At first it was a one-woman operation. “I collected cans for years with no help,” she says, sometimes selling them for as little as 5 cents a pound.

“People here remember seeing a woman picking up cans along the highway in 1978,” says Rodney Allen, DeVore’s grandson and president of the DeVore Swimming Pool Association. “It’s a project she really worked hard on. She persevered the whole time.”

Some people called her “Crazy Maisie” for pursuing the project, but that didn’t deter DeVore. Even her husband told her she would never live to see it.

“Well, I did,” DeVore beams.

For more than 30 years, she sold aluminum cans, homemade jams and jellies, scrap metal and old appliances, and raffled off quilts and afghans for the pool fund. Word of her mission spread and people left money in wills; dropped off cans, scrap metal, and old appliances; and saved jars for her jams and jellies. Even actress Glenn Close donated $2,000 (DeVore was an extra in the Sarah Plain and Tall movies, starring Close).

Eventually DeVore raised nearly $100,000 for the pool—mostly from cans—and that, combined with a $73,000 grant from the Kansas Department of Wildlife & Parks, provided the money to make her dream a reality. In 2001, Maisie’s Community Swimming Pool opened with a splash.

“Everybody was ready for it,” she says. “Especially me.”

“Like others I was skeptical it would ever happen,” says Bruce McKee, pool contractor. “It was never easy, but she didn’t give up. I’ll always be proud to have been involved with this.”

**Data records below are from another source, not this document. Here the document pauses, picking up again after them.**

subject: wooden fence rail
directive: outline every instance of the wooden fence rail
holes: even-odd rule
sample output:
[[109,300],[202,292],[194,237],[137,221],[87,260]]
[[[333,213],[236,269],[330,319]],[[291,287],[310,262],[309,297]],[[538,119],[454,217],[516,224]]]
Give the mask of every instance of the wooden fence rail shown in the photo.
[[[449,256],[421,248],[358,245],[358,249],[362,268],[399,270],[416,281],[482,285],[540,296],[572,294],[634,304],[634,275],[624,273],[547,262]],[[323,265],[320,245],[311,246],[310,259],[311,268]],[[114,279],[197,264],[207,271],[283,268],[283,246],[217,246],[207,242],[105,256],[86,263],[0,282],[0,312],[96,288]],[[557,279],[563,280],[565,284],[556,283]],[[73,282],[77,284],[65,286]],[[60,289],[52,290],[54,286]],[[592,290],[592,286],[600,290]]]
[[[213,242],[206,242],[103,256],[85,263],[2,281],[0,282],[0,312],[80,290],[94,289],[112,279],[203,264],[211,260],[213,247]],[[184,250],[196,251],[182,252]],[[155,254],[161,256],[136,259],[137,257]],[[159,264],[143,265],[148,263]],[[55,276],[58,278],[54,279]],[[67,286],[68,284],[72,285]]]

Now that the pool is built, DeVore says, “I’m not going to work as hard but I’ll keep on.”

The pool has maintenance costs, after all. So DeVore still picks up cans on a five-mile trip around Lake Wabaunsee once a week on Sunday evening, and once a month on a route in the country with 15 stops. “Some are crushed, others aren’t,” she says.

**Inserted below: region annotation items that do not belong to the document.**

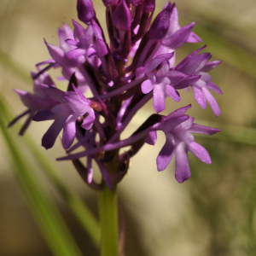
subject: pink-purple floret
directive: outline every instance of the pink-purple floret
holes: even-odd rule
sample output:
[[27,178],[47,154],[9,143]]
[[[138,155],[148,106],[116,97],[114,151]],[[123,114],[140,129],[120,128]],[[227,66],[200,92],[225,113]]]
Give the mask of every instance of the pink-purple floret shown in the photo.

Many evenings DeVore still can be seen crushing cans in her garage. “I spend 7 to 8 hours a week crushing cans,” she says. “I try to keep up.”

When the garage is full and her car will barely fit inside, that makes about 900 pounds of cans—enough to fill a truck that travels once a month to a recycling center in Topeka, 35 miles away.

Pausing from her can crushing, she looks across the street at the pool where her great-grandchildren are swimming.

“It’s all worth it, seeing the kids enjoy the pool,” she says.

Diana West is a freelance writer in Joplin, Mo.